Le lieutenant Yegorov, interrompu au milieu de l’annonce de leur arrivée (Miles ne l’avait pas entendu parler, et il doutait aussi que son père l’ait entendu), était resté la bouche ouverte, l’air complètement abasourdi. Réprimant un sourire, le lieutenant Joie, qui était de l’autre côté du bureau-console, se leva et raccompagna miséricordieusement Yegorov avec douceur.
— Merci, lieutenant. L’amiral apprécie vos services. Ce sera tout…
Joie jeta un coup d’œil par-dessus son épaule, plissa pensivement le front une seconde, puis suivit Yegorov. Miles entr’aperçut le lieutenant blond qui s’étendait dans un fauteuil de l’antichambre, la tête rejetée en arrière dans la posture détendue de qui prévoit une longue attente, avant que la porte se referme. Joie savait être d’une courtoisie surnaturelle parfois.
— Elena. (Le comte Vorkosigan fit un effort pour se détacher de Miles et prendre dans les siennes les deux mains d’Elena qu’il serra brièvement d’une poigne ferme.) Vous allez bien ?
— Oui, amiral.
— J’en suis content… Plus que je ne sais l’exprimer. Cordelia vous adresse ses meilleurs vœux avec son affection. Si je vous voyais, je devais vous rappeler que – ah ! il faut que je retrouve la phrase exacte, c’est une de ses plaisanteries betanes – qu’un foyer est l’endroit où, quand vous êtes obligé d’y aller, on est obligé de vous recevoir.
— Je crois entendre sa voix, répliqua Elena en souriant. Remerciez-la. Dites-lui… que je m’en souviendrai.

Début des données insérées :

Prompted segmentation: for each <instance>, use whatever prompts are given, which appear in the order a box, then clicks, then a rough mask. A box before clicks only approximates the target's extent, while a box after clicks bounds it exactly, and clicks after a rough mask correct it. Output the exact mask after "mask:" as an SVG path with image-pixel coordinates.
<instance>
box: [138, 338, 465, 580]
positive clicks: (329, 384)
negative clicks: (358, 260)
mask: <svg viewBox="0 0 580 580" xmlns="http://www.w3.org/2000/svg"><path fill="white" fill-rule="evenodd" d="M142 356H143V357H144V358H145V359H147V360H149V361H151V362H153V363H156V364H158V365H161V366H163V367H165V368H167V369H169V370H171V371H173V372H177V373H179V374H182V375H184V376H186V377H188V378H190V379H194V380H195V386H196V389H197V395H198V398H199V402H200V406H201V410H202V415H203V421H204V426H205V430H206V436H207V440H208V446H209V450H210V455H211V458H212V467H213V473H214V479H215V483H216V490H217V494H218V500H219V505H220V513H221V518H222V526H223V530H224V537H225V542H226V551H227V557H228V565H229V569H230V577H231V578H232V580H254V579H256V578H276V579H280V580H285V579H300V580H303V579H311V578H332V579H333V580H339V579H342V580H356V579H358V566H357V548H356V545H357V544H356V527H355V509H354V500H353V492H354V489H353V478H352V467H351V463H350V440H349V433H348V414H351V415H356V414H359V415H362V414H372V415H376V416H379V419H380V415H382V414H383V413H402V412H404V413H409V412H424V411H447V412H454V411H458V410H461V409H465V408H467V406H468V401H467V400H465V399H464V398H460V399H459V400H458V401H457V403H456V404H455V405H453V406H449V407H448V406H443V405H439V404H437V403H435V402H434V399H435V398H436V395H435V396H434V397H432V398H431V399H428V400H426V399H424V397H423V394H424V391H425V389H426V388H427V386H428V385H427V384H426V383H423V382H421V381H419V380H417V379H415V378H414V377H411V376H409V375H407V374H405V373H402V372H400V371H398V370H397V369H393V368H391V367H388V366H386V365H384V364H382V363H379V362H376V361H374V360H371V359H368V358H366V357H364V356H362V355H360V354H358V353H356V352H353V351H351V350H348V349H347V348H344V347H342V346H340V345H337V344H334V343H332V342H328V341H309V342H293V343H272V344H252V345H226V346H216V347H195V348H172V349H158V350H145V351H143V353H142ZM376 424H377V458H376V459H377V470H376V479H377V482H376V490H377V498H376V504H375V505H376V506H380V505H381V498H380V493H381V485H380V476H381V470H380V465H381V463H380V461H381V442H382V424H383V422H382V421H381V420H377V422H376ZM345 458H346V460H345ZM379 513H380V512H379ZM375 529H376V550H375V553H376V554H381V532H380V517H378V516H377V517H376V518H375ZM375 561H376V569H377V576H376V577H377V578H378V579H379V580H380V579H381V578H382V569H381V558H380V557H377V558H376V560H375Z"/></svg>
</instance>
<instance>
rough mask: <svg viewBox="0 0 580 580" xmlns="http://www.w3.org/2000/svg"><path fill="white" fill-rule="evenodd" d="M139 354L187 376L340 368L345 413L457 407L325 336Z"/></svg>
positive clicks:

— Bien. (Le comte Vorkosigan n’insista pas.) Prenez place, prenez place, invita-t-il avec un geste vers des fauteuils qu’il avait rapprochés de son bureau.
Il s’assit. Pendant un instant, comme s’il changeait de vitesse, ses traits se détendirent, puis se concentrèrent de nouveau. Mon Dieu, comme il a l’air fatigué ! pensa Miles. Grégor, tu as beaucoup à te reprocher. Mais Grégor savait cela.
— Quelles sont les dernières nouvelles concernant le cessez-le-feu ? demanda Miles.